Aimez-vous gazouiller? Vous arrive-t-il de partager des gazouillis? Avec vos followers? Postez-vous souvent des tweets dans Twitter?
Devant pareille cacophonie, le langagier ne peut que pousser des cris d’orfraie.
Encore une fois, deux mentalités entrent en collision de part et d’autre de l’Atlantique : la volonté de tout traduire, que l’on observe au Canada, et cette pulsion européenne d’aligner les mots anglais dans le discours, comme on enfile les perles.
En informatique, le contraste entre Canadiens et Français, Belges et Suisses est frappant. Des termes comme email, spyware, spam sont traduits de ce côté-ci de l’Atlantique, tandis qu’ils demeurent comme tels en Europe. En français : courriel, espiogiciel, polluriel.
Devant cette domination de l’anglais, on pouvait s’attendre à ce que le vocabulaire de Twitter soit massivement anglais. Il l’est.

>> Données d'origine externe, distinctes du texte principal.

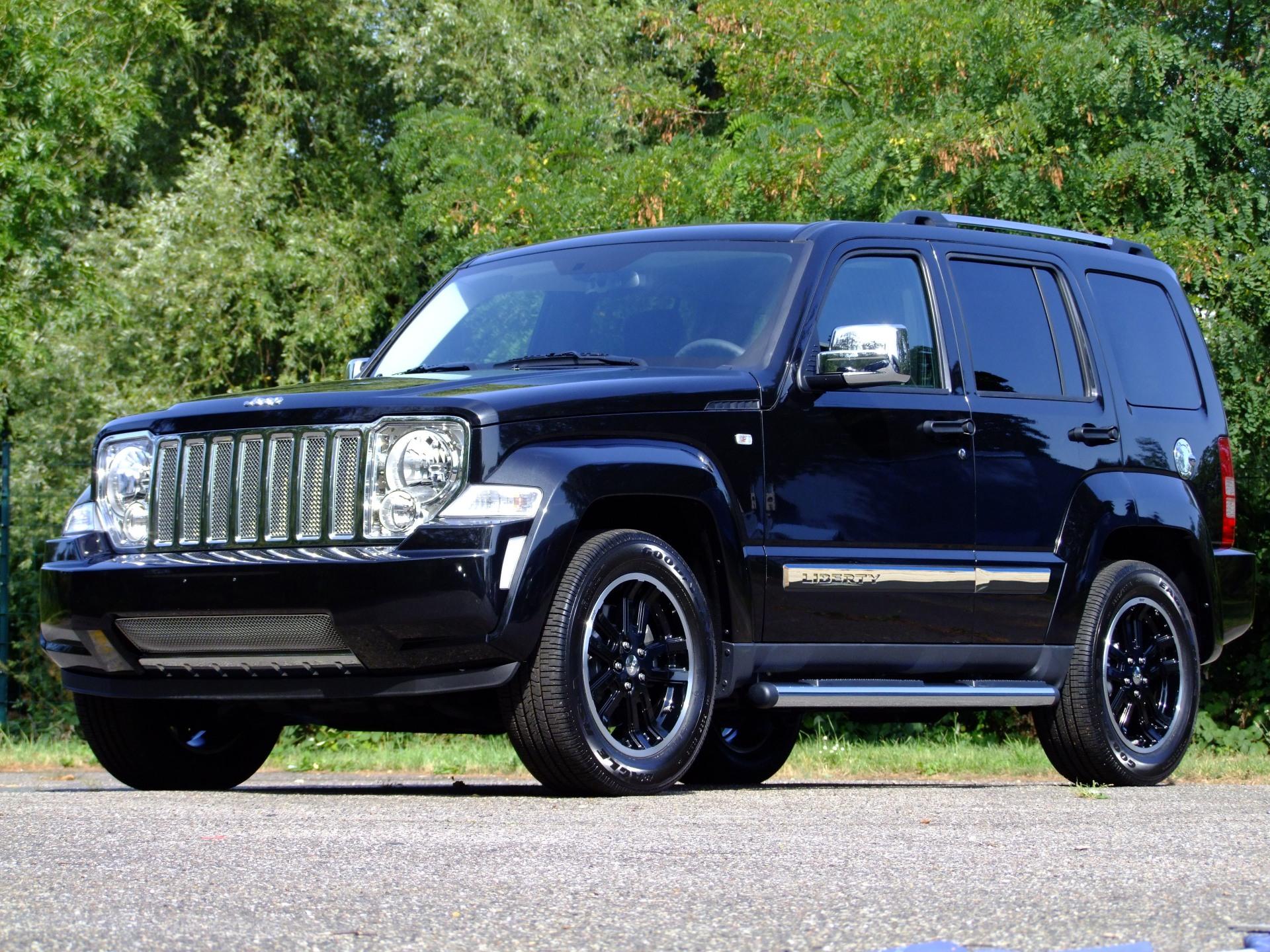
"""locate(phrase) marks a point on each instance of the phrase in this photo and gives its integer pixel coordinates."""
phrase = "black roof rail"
(969, 221)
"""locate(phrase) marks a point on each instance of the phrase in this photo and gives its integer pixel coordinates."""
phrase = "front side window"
(685, 303)
(1019, 328)
(884, 290)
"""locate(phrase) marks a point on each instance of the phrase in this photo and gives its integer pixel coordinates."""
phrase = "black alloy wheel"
(619, 695)
(1127, 710)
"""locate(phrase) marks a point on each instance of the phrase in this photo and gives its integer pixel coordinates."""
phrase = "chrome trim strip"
(879, 578)
(913, 696)
(1013, 580)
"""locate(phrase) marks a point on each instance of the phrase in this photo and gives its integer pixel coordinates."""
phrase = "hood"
(482, 397)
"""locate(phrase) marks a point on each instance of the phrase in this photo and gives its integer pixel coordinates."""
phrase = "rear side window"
(1020, 331)
(1138, 320)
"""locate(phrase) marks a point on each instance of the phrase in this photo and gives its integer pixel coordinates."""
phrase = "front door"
(870, 513)
(1042, 423)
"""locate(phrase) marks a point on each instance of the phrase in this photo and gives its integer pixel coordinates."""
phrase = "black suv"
(643, 499)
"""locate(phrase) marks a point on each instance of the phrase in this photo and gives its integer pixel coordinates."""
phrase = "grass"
(825, 757)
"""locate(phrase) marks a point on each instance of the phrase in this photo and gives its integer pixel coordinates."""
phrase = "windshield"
(686, 303)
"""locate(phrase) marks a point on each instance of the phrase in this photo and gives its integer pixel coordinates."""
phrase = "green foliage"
(208, 194)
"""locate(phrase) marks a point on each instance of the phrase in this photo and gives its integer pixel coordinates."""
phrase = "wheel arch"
(1147, 517)
(668, 489)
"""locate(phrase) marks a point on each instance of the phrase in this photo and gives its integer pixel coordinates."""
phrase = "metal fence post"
(4, 582)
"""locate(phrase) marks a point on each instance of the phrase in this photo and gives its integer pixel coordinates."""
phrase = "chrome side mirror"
(864, 356)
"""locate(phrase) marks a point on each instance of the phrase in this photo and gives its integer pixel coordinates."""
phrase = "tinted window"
(1015, 338)
(1141, 325)
(884, 290)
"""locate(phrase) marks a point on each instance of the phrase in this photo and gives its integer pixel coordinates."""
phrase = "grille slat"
(313, 471)
(345, 466)
(165, 492)
(192, 492)
(220, 476)
(277, 520)
(251, 456)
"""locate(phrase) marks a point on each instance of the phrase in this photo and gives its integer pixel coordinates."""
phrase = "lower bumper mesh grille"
(233, 634)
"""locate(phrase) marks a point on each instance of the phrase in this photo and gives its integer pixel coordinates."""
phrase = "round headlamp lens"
(127, 480)
(425, 460)
(398, 512)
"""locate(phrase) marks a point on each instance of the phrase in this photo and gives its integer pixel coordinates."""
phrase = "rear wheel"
(745, 748)
(1128, 707)
(154, 746)
(619, 695)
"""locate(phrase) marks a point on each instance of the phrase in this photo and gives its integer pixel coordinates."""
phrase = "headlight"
(124, 489)
(413, 469)
(81, 518)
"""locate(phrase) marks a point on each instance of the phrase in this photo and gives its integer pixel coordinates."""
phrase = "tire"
(745, 748)
(571, 715)
(151, 746)
(1127, 711)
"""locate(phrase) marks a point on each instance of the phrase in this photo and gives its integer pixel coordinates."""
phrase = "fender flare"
(1117, 499)
(575, 474)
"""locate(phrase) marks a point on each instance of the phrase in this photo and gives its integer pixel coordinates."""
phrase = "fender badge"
(1184, 459)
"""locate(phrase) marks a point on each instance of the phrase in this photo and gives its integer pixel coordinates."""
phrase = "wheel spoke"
(1119, 699)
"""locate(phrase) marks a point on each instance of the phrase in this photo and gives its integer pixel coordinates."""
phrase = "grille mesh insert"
(232, 634)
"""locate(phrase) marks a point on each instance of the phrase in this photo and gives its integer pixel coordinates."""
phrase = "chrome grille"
(261, 488)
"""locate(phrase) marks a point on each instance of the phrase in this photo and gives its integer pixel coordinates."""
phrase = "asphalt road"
(345, 862)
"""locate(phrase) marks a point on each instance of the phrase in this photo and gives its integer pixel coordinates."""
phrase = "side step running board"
(901, 694)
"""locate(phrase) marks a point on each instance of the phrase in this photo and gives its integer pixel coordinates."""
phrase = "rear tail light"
(1223, 452)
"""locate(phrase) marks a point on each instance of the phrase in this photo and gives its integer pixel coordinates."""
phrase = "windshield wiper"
(572, 358)
(439, 368)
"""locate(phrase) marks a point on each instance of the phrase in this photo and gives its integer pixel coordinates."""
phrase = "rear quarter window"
(1140, 324)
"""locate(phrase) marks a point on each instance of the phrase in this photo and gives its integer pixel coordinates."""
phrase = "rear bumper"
(1236, 580)
(426, 607)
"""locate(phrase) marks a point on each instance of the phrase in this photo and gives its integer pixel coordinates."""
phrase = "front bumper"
(429, 606)
(1236, 582)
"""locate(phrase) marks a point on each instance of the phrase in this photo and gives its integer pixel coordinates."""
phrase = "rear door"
(1042, 423)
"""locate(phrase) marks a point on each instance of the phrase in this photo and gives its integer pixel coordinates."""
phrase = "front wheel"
(1128, 707)
(620, 692)
(745, 748)
(153, 746)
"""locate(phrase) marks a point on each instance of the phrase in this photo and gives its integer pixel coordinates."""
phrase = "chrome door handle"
(1094, 436)
(948, 428)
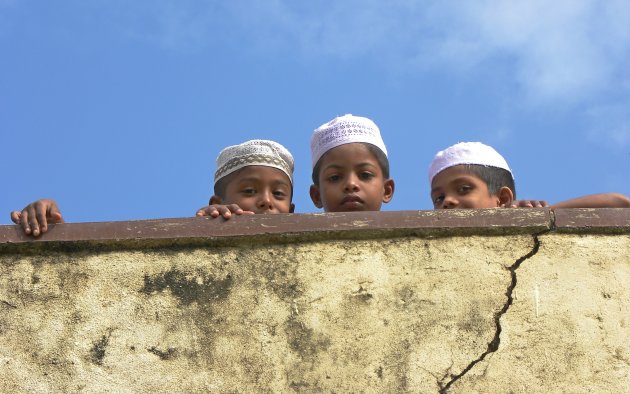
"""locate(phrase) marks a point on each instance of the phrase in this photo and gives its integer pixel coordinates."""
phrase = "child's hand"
(34, 218)
(528, 204)
(226, 211)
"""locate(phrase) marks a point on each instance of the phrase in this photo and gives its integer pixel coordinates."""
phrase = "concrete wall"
(463, 301)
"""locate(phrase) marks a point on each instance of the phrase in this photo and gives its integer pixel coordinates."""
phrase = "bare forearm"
(603, 200)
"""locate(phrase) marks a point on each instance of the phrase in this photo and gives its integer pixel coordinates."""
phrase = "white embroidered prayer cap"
(344, 130)
(254, 153)
(466, 153)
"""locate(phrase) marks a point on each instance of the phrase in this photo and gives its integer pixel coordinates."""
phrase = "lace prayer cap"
(466, 153)
(344, 130)
(254, 153)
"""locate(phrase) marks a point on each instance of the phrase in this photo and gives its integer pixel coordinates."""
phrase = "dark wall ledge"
(348, 225)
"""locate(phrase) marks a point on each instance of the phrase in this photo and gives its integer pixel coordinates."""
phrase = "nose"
(352, 184)
(449, 202)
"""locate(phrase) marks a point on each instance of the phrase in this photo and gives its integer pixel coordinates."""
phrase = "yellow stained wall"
(399, 314)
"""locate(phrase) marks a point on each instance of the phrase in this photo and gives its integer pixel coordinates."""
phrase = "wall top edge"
(333, 225)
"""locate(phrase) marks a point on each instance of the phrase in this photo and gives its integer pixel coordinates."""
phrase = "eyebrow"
(363, 164)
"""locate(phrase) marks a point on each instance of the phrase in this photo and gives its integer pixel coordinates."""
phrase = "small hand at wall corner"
(226, 211)
(36, 216)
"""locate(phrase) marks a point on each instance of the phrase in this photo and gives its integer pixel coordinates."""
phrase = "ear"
(388, 190)
(505, 196)
(315, 196)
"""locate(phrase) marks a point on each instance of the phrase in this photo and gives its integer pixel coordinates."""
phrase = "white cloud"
(563, 51)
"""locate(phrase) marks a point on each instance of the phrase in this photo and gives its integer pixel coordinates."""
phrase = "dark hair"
(494, 177)
(383, 162)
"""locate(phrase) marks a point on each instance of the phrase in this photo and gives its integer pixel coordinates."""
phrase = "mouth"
(352, 201)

En même temps, les efforts de francisation montrent leur limite.
Bien sûr, l’Office québécois de la langue française et d’autres instances linguistiques suggèrent le terme gazouillis pour remplacer tweet. La traduction donne de l’urticaire à bien des langagiers nord-américains, pourtant dévoués à la défense du français.
Les choses se corsent lorsqu’on tente de traduire to tweet par gazouiller. Par exemple : « Il a gazouillé une bonne partie de l’après-midi. » Pour beaucoup, ce genre de traduction à tout prix sonne le glas de la traduction tout court. Après tout, a-t-on traduit hamburger et spaghetti? Bien des mots anglais sont passés en français parce qu’ils comblaient un vide ou étaient plus faciles à employer.
La fonction Retweet pose également un sérieux problème. Nul n’oserait dire qu’il a regazouillé un gazouillis. Bien entendu, on peut le redistribuer, voire le partager.
Mais nous venons de trébucher sur un autre anglicisme, partager n’ayant pas le sens de communiquer, diffuser, faire connaître en français. Toutefois, l’emploi généralisé de ce verbe dans de nombreux sites, comme Facebook, amènera tôt ou tard un infléchissement de son sens français. Comme pour réaliser, dans le sens de se rendre compte de quelque chose, d’une réalité. Cette évolution est fatale.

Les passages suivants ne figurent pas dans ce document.